The phrase “truth is subjectivity” in fact represents the synthesis of several of Kierkegaard’s keystone ideas. The first of these was Kierkegaard’s differentiation of objective thinking and subjective thinking. This differentiation, at a base level, emerges from Kierkegaard’s disdain for the abstraction of existence in speculative philosophy. Objective thinking ignores the thinking subject and the process of thinking in existence, whereas subjective thinkers embrace their own “infinite interest in their own existence,” and take into account the process of undergoing while at the same time striving beyond themselves. This quality of subjective thought is regarded by Kierkegaardian thinkers as double-reflection, which manifests itself in the act of communication, which is inherently both an inward process of thinking, as well as a movement outward to express these thoughts. The “subjective existing thinker is aware of the dialectic of communication.”

A fault that lies in objective thinking is its emphasis on positive knowledge, i.e., sense-certainly (“deceptive.” Hume’s lack of necessary connexion and Kant’s noumena/phenomena schism), historical knowledge (“illusory”) and speculative results (“muddled mishmash”). In sum, in all these pursuits we are inevitably mistaken due to the fact that we are a “subject in existence” rather than a “fictitious objective subject.”

Subjective thinking, on the other hand, is aware of its place in existence and thus the uncertainty of all these things.

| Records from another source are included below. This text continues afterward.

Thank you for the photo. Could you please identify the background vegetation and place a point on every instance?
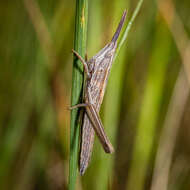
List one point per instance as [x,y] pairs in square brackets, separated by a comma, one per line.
[145,110]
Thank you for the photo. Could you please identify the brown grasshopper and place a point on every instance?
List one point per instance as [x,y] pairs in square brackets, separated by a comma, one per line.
[97,70]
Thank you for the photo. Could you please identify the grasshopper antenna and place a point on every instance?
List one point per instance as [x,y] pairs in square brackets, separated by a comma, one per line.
[116,35]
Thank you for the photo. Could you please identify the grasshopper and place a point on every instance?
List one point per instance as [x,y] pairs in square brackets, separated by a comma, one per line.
[97,70]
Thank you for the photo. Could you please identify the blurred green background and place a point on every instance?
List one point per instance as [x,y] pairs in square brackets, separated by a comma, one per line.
[146,109]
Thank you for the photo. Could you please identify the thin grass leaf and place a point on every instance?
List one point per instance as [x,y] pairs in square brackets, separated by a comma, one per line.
[77,81]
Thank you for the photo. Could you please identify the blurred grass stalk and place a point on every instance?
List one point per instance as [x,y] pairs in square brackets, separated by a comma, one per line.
[77,82]
[161,173]
[150,108]
[111,110]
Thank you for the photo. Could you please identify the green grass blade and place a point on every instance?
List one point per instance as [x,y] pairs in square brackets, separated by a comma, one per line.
[77,81]
[150,108]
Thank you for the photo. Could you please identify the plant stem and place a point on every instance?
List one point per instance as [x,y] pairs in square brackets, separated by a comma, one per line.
[126,32]
[77,81]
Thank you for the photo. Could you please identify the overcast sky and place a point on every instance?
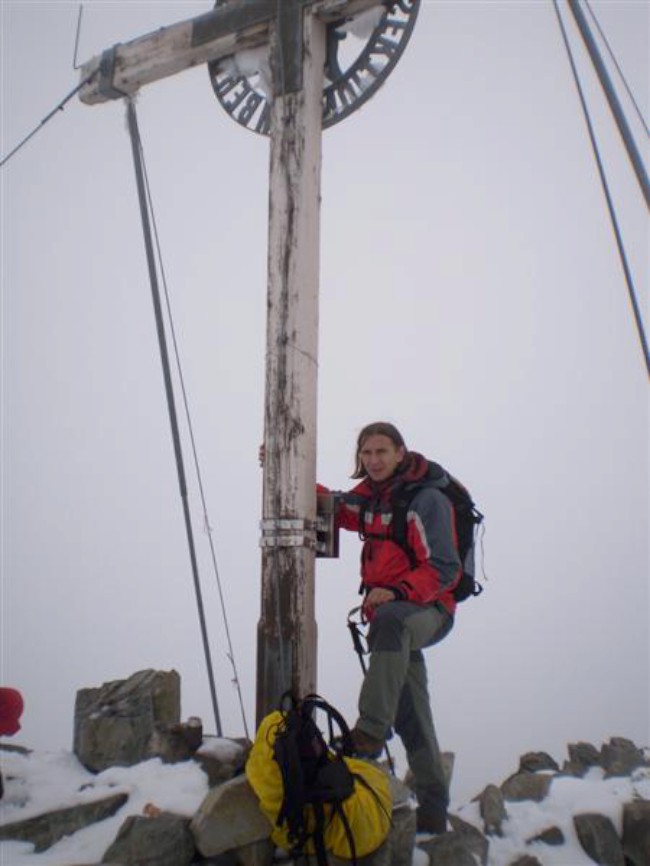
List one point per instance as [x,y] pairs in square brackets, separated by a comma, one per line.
[471,293]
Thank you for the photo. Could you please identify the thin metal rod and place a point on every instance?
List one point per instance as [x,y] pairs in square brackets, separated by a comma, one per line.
[636,310]
[164,355]
[76,65]
[612,99]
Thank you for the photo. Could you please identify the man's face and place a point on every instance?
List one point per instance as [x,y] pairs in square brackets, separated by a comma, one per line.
[380,457]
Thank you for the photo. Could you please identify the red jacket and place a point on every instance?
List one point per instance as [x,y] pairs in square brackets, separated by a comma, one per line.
[430,533]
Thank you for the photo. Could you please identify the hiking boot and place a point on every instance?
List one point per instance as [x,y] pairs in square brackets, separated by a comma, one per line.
[430,820]
[365,746]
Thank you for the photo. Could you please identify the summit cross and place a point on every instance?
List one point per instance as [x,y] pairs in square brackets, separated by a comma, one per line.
[296,33]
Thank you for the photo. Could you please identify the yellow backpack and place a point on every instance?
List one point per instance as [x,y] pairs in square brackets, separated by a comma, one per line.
[316,799]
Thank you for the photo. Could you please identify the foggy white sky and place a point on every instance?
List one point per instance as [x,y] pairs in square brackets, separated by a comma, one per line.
[470,292]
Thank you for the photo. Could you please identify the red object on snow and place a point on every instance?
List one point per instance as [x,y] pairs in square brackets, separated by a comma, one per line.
[11,708]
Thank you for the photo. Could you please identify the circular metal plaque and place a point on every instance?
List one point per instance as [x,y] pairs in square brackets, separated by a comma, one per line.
[362,51]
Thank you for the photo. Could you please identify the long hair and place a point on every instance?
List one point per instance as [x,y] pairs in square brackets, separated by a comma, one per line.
[377,428]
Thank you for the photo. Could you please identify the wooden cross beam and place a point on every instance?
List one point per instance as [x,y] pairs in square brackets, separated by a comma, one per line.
[296,32]
[237,25]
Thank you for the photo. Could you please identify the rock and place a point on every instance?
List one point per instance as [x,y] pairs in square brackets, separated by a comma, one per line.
[448,849]
[532,762]
[222,758]
[493,810]
[161,841]
[599,839]
[44,830]
[115,724]
[620,757]
[582,756]
[229,818]
[176,743]
[636,832]
[401,838]
[474,839]
[526,786]
[550,836]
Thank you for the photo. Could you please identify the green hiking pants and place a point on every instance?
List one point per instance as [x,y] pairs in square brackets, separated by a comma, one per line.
[395,692]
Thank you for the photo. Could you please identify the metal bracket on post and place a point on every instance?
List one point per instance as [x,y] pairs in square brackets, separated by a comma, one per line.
[288,532]
[105,84]
[327,532]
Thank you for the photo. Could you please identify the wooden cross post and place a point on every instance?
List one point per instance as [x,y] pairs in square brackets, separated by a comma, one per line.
[295,30]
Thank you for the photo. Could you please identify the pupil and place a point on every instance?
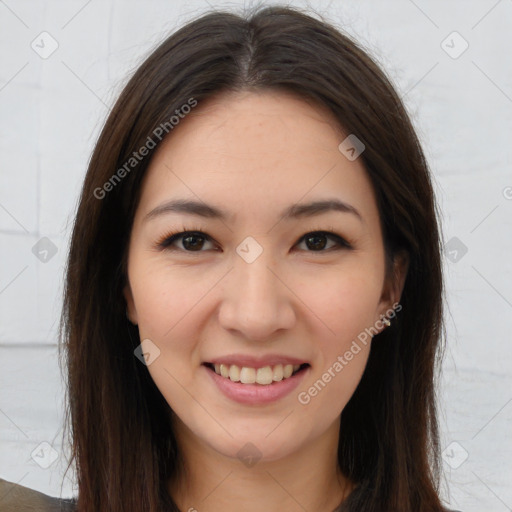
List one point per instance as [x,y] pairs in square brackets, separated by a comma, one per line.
[187,244]
[316,243]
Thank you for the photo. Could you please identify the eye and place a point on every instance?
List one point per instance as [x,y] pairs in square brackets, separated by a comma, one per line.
[194,241]
[316,241]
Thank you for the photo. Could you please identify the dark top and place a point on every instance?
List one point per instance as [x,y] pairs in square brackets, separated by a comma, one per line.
[16,498]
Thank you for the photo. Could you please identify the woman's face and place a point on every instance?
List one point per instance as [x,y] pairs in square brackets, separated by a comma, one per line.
[251,291]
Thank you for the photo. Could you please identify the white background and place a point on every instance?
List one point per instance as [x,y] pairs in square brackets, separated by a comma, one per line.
[51,111]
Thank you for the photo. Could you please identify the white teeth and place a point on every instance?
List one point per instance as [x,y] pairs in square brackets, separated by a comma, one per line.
[264,376]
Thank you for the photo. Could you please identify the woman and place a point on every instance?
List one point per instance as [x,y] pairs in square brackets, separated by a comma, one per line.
[253,306]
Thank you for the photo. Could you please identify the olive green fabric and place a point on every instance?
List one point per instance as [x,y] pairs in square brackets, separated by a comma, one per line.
[17,498]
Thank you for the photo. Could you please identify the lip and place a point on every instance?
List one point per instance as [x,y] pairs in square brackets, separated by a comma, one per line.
[256,362]
[256,394]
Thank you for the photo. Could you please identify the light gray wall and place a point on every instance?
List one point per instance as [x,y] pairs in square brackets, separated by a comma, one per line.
[51,110]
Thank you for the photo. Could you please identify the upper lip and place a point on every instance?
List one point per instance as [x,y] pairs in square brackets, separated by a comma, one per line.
[256,362]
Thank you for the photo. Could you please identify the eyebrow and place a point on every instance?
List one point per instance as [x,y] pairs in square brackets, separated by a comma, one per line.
[295,211]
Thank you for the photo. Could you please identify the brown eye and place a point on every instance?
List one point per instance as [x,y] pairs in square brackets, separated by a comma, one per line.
[191,241]
[317,241]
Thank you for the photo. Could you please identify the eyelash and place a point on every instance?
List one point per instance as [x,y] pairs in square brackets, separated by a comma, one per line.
[164,243]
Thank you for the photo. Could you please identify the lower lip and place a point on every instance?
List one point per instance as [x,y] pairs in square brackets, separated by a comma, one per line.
[256,393]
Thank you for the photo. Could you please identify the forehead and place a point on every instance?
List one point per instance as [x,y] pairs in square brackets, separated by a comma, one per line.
[253,154]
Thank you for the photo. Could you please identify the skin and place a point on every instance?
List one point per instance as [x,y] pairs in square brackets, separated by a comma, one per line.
[254,154]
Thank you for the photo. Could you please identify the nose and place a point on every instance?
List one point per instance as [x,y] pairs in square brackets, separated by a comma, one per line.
[256,300]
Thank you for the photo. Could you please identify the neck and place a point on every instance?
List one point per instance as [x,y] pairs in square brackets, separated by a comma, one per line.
[307,479]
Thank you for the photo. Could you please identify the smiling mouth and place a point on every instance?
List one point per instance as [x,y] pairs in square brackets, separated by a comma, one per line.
[265,376]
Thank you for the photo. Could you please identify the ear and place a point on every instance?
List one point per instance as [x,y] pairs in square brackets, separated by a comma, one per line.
[131,312]
[393,287]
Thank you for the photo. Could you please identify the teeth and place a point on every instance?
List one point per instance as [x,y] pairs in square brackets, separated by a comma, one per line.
[264,376]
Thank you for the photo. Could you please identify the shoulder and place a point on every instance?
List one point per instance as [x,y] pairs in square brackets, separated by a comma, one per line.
[14,497]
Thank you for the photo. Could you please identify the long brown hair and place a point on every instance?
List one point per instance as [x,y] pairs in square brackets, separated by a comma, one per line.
[122,442]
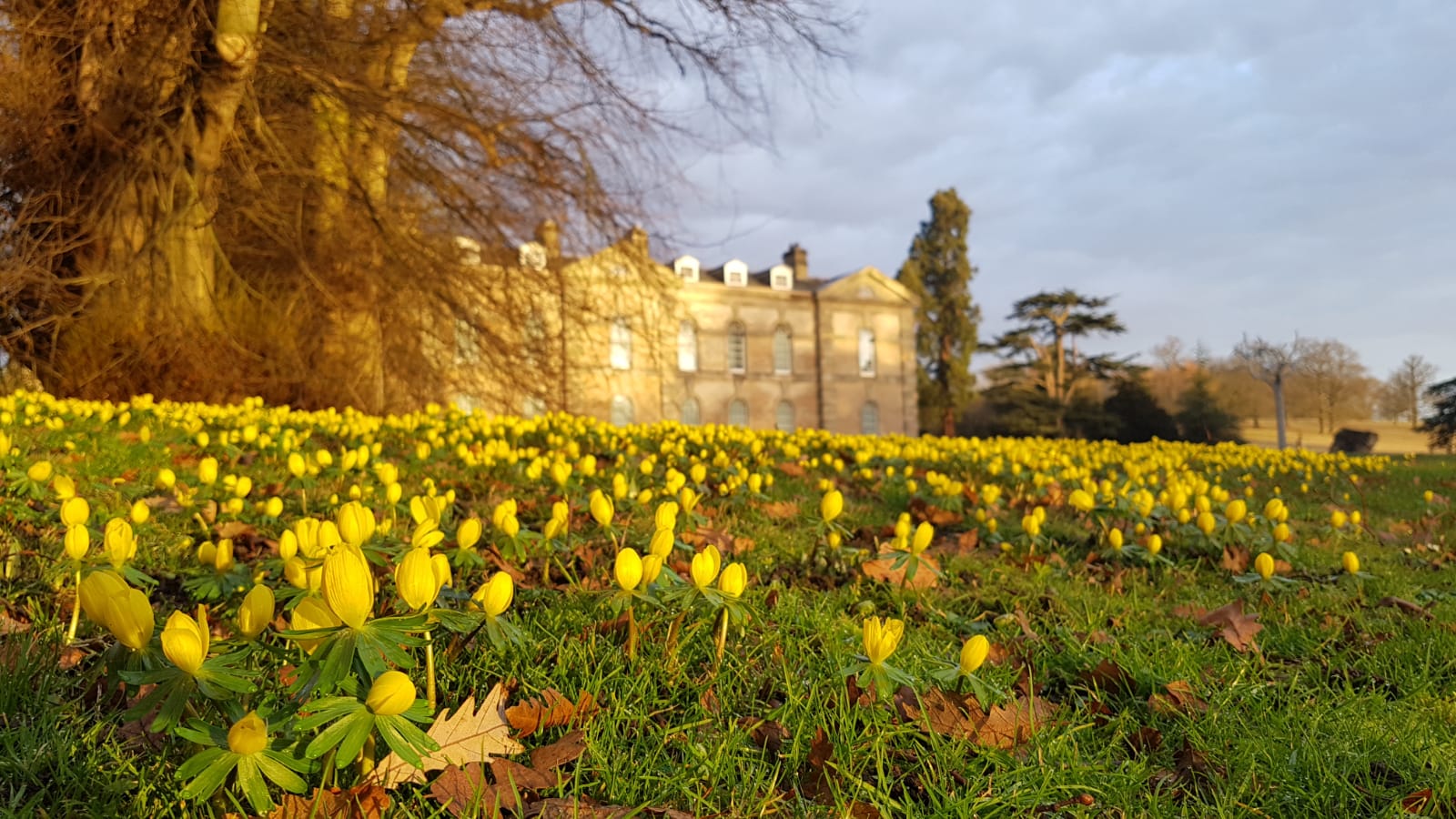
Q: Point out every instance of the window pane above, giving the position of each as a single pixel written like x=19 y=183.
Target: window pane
x=866 y=351
x=737 y=349
x=783 y=351
x=784 y=417
x=739 y=413
x=688 y=347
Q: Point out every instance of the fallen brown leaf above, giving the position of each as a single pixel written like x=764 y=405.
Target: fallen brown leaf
x=1235 y=627
x=551 y=710
x=472 y=734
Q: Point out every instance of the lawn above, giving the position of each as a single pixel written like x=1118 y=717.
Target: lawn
x=805 y=624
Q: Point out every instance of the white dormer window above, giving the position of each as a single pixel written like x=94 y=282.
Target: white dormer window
x=686 y=268
x=735 y=274
x=533 y=256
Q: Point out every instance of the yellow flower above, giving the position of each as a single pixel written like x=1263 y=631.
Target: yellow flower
x=1264 y=564
x=1081 y=500
x=733 y=581
x=415 y=579
x=705 y=566
x=470 y=532
x=356 y=523
x=40 y=471
x=186 y=640
x=77 y=542
x=924 y=533
x=257 y=611
x=310 y=614
x=349 y=584
x=602 y=509
x=494 y=596
x=248 y=734
x=1350 y=561
x=975 y=653
x=832 y=504
x=75 y=511
x=393 y=693
x=628 y=569
x=881 y=639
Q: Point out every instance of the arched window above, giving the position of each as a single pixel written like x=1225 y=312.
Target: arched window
x=739 y=413
x=621 y=344
x=688 y=346
x=621 y=410
x=870 y=419
x=783 y=350
x=737 y=349
x=692 y=413
x=866 y=353
x=784 y=417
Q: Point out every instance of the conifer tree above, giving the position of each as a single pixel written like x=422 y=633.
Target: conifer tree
x=939 y=271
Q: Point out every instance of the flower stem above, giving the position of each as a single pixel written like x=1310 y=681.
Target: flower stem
x=76 y=610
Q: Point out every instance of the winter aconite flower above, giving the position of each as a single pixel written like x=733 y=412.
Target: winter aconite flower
x=881 y=639
x=257 y=611
x=1264 y=566
x=186 y=640
x=393 y=693
x=975 y=653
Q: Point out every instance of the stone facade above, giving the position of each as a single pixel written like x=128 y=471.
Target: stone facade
x=633 y=339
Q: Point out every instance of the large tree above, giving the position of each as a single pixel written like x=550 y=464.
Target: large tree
x=1405 y=383
x=1043 y=353
x=939 y=273
x=255 y=196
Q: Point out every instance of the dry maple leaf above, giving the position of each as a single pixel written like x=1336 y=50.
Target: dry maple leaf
x=1235 y=625
x=472 y=734
x=550 y=712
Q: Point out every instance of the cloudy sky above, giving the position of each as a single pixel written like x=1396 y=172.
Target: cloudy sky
x=1218 y=167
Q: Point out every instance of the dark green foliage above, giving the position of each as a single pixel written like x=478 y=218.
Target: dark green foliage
x=938 y=271
x=1441 y=424
x=1136 y=413
x=1200 y=416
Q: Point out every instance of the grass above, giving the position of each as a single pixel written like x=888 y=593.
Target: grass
x=1347 y=707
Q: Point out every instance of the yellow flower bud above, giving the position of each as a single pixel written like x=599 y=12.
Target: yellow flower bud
x=602 y=509
x=881 y=639
x=628 y=569
x=393 y=693
x=77 y=542
x=75 y=511
x=705 y=566
x=186 y=640
x=1264 y=564
x=832 y=504
x=349 y=584
x=733 y=581
x=415 y=579
x=494 y=596
x=257 y=611
x=1350 y=561
x=248 y=734
x=975 y=653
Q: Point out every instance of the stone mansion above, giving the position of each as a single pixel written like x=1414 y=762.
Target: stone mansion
x=625 y=339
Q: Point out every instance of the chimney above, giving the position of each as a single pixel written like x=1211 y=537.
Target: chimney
x=798 y=258
x=550 y=237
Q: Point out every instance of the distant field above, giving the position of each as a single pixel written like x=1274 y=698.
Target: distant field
x=1395 y=439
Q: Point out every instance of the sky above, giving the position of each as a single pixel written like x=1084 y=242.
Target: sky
x=1216 y=167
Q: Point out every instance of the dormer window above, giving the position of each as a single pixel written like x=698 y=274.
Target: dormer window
x=686 y=268
x=735 y=274
x=533 y=256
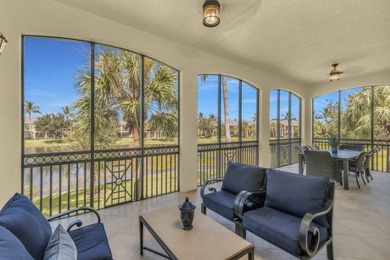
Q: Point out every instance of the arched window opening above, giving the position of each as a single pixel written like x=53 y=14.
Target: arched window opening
x=227 y=124
x=357 y=116
x=101 y=125
x=285 y=127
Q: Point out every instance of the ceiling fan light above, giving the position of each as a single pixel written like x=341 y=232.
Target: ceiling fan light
x=335 y=73
x=211 y=12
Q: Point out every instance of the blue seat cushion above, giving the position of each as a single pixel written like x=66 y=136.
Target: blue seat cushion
x=11 y=247
x=91 y=242
x=26 y=222
x=221 y=202
x=296 y=194
x=60 y=246
x=279 y=228
x=239 y=177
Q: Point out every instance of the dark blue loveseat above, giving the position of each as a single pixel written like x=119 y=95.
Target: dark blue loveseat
x=297 y=215
x=25 y=234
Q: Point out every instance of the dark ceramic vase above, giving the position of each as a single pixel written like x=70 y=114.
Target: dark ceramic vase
x=187 y=210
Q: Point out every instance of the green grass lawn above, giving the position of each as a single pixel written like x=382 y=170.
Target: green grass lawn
x=153 y=185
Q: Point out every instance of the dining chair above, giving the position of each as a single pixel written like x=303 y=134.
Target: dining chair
x=321 y=163
x=367 y=163
x=356 y=147
x=359 y=168
x=301 y=150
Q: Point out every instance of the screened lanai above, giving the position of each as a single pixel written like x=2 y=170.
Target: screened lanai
x=250 y=90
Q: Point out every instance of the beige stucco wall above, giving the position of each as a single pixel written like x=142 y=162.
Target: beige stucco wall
x=48 y=18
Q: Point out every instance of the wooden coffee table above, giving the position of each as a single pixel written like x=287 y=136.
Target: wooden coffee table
x=206 y=240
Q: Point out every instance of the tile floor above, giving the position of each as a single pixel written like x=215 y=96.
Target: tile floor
x=361 y=223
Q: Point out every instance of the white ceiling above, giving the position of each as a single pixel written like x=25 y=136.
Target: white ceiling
x=297 y=39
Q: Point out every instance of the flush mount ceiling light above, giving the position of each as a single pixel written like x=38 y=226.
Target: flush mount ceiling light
x=3 y=42
x=211 y=10
x=335 y=73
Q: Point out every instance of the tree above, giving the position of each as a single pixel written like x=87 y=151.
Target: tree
x=226 y=125
x=52 y=125
x=357 y=116
x=326 y=120
x=66 y=110
x=206 y=125
x=226 y=108
x=30 y=108
x=118 y=94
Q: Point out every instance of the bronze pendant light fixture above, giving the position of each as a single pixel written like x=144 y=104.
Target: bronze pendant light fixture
x=211 y=11
x=335 y=73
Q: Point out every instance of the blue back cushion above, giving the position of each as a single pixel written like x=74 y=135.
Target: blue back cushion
x=11 y=247
x=26 y=222
x=239 y=177
x=296 y=194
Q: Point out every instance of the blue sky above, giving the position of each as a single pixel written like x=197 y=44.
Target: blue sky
x=50 y=67
x=208 y=97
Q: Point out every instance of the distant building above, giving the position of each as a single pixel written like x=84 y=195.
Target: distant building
x=29 y=128
x=284 y=128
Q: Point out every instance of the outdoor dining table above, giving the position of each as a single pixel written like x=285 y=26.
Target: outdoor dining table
x=342 y=155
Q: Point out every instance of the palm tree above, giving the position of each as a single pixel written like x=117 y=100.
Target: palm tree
x=357 y=117
x=30 y=108
x=226 y=108
x=118 y=94
x=225 y=105
x=66 y=110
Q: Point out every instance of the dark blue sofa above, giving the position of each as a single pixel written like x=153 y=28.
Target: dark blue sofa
x=23 y=229
x=240 y=192
x=297 y=215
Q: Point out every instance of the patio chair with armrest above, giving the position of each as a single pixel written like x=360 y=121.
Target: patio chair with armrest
x=301 y=150
x=367 y=163
x=356 y=147
x=358 y=168
x=297 y=215
x=240 y=192
x=321 y=163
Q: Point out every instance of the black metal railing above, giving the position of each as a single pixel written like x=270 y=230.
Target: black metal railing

The subjective thinker abandons direct communication for artistic communication (Perhaps think of this of art’s attempt to express the inexpressible). This incorporates the “negative and positive in equal measure” and has as “much humor as pathos, and is constantly in the process of becoming.”

At this point the necessity to an existing individual of acknowledging the process of becoming is critical. There is no “system of existence” available to us as existing/becoming individuals because a system implies completion and we are not yet complete. We are not yet the whole self.

The nub, then, is this! Knowledge of an objective truth then implies some sort of correspondence between thought and being that is reserved for God. This is not to say that it does not exist, simply that it is not fully within our reach as existing individuals. “Objectively he then has only uncertainty, but this is precisely what intensifies the infinite passion of inwardness, and truth is precisely the daring venture of choosing the objective uncertainty with the passion of the infinite.” Now that’s what I call some philosophy. But is it what we call relativism? No. Enter Kierkegaard's description of subjective truth as the how, as opposed to the what of objective truth, and his darling thief/wig narrative wherein in a poor man is accused of robbery because he is identified as wearing the same wig as the actual thief. The point of the discussion is really that the greater truth becomes the act, the undergoing, the bearing witness.